Green Dot Corp. (NYSE: GDOT) reported first-quarter revenue and earnings that beat analyst expectations, with net income more than doubling as the financial technology firm prepares for its planned acquisition by Smith Ventures and CommerceOne.
"Our results reflect our hard work to strengthen our platform and pipeline, accelerate momentum in our embedded finance division, and optimize our balance sheet," William Jacobs, Chief Executive Officer of Green Dot, said in a statement. "These efforts help ensure the company has a strong foundation and ample growth opportunity going forward, as well as in its next chapter with Smith Ventures and CommerceOne."
The Provo, Utah-based company posted a 17 percent year-over-year increase in non-GAAP operating revenues to $652 million, topping the average analyst estimate of $597.4 million. Adjusted earnings per share of $1.12 also beat the consensus forecast of 88 cents. The company's GAAP net income grew 109 percent to $53.8 million, or 93 cents per share.
The strong performance comes as Green Dot moves toward the closing of its acquisition announced in November 2025. Under the terms of the deal, Smith Ventures will acquire and privatize Green Dot’s non-bank financial technology business, while CommerceOne will acquire Green Dot Bank. The company stated it will not provide financial guidance for the remainder of 2026 due to the pending transactions.
Segment Performance
Growth in the quarter was driven by the B2B Services and Money Movement segments. B2B Services revenue climbed to $417.5 million, led by its Banking-as-a-Service (BaaS) platform. The Money Movement segment saw revenues rise to $130.7 million, boosted by a strong start to the tax season and the launch of a new franchise partner.

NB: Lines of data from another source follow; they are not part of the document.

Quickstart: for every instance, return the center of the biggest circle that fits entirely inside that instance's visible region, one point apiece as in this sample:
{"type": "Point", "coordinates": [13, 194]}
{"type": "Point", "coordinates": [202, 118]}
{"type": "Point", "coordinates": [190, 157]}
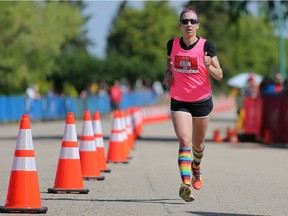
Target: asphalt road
{"type": "Point", "coordinates": [239, 179]}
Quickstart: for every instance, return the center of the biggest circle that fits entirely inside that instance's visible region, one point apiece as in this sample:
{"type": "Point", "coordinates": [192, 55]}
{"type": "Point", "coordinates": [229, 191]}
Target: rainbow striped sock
{"type": "Point", "coordinates": [184, 163]}
{"type": "Point", "coordinates": [197, 158]}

"We had a strong start to the year led by performance in our tax processing business, and outperformance in several of our other divisions," said Jess Unruh, Chief Financial Officer of Green Dot.
The Consumer Services segment continued to face headwinds from a consumer shift away from purchasing prepaid cards at retail locations, with revenue declining to $86.5 million from $95.3 million in the prior-year period.

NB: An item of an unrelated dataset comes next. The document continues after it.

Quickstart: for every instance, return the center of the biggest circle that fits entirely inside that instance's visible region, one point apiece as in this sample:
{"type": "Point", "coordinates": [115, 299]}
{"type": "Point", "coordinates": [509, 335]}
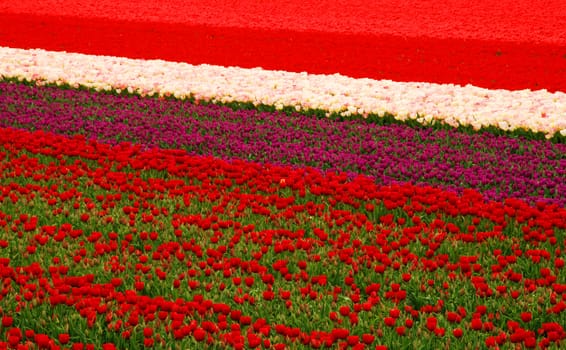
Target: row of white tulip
{"type": "Point", "coordinates": [539, 110]}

Total gross dollar volume across the platform increased 16 percent year-over-year to $43.2 billion.
The transaction remains subject to shareholder and regulatory approvals. The company's filings indicate it is progressing through the necessary steps, having received early termination of the waiting period under the Hart-Scott-Rodino Act.
The robust earnings report provides the company with a solid foundation as it transitions to its new structure under two separate owners. Investors will be watching for further announcements regarding the timing of shareholder votes and final regulatory approvals to close the deal.
This article is for informational purposes only and does not constitute investment advice.